There was another development in 1965 that signaled the form which future competition was to take. In 1965 McDonald’s made its first addition to the menu – a fish sandwich. In 1966 a more frivolous, yet probably more significant competitive tool was introduced by McDonald’s. The company unveiled Ronald McDonald, a clown who symbolized the McDonald’s strategy of appealing to the children of the middle class family. In advertising and in live appearances at local stores, actors dressed as Ronald McDonald helped build traffic for McDonald’s. The following year one of the most significant competitive weapons was unveiled when McDonald’s launched its first national advertising campaign and markedly raised the cost of competing.
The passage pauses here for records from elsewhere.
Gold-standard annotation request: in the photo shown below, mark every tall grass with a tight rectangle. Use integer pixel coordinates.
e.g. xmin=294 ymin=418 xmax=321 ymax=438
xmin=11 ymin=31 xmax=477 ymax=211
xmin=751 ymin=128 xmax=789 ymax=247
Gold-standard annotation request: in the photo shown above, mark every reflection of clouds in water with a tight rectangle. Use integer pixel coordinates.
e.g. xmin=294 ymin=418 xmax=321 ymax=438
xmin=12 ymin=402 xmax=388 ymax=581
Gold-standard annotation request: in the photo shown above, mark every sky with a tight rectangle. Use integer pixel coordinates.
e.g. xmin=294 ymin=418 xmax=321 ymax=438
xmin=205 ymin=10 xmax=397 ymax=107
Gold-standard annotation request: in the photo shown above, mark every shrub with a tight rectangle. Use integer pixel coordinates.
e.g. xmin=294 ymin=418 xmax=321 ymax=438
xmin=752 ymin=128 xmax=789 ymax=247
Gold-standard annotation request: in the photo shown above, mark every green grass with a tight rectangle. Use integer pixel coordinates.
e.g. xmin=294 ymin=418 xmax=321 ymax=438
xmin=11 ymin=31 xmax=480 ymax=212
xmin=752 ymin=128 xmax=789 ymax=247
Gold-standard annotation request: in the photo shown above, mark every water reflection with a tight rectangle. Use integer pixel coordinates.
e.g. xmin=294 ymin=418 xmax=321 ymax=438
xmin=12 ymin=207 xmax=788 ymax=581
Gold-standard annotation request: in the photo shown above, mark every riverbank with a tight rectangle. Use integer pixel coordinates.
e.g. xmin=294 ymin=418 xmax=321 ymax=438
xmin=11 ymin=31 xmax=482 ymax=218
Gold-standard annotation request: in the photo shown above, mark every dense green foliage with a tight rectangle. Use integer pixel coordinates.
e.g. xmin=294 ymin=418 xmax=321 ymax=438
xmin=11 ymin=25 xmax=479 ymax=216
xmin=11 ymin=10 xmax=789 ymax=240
Kroc had always been a strong believer in the value of advertising, but prior to 1967 McDonald’s had focused its advertising efforts on the local level. Once into national advertising, McDonald’s quickly became one of the country’s leading advertisers. The advertising program was funded by a “voluntary” contribution of 1 percent of gross sales of each store.
McDonald’s was entering the period of its greatest growth. Yet it was at this time that Harry Sonneborn chose to leave the company. His decision was influenced by disagreements between himself and Ray Kroc over the way the company should be run. And at the time he left, he was so certain that the company was heading for trouble, that he sold the substantial bloc of McDonald’s stock which he owned. The sale netted him several million dollars. But had he kept faith and held on to the stock, he would have been able to sell it a decade later for over $100 million.
A year after Sonneborn’s departure, Kroc elevated Fred Turner to the presidency of the company and what might be termed the “post Ray Kroc era” at McDonald’s began.
Led by Turner, McDonald’s continued to excel. The quality controls, basic strategy and commitment to advertising remained the same. But he advertising campaign themes changed with the times. The appearance of the stores changed and indoor seating was added. New items were included on the menu, beginning with a large double burger called the “Big Mac” which was introduced in 1968. Perhaps the most significant menu addition was the package breakfast items offered on a nationwide basis in 1976. Within a year, breakfast sales were accounting for approximately 10 percent of McDonald’s sales.
The Turner years also saw McDonald’s expand into new geographical areas. Stores were opened in foreign countries, in the central cities of the United States, and in the new enclosed shopping malls which began to blanket the country.
Ray Kroc continued to take an active interest in the company in the 1970’s, serving as chairman of the board. But he also began to devote a great deal of his time to charitable activities and the San Diego professional baseball club which he purchased in 1974.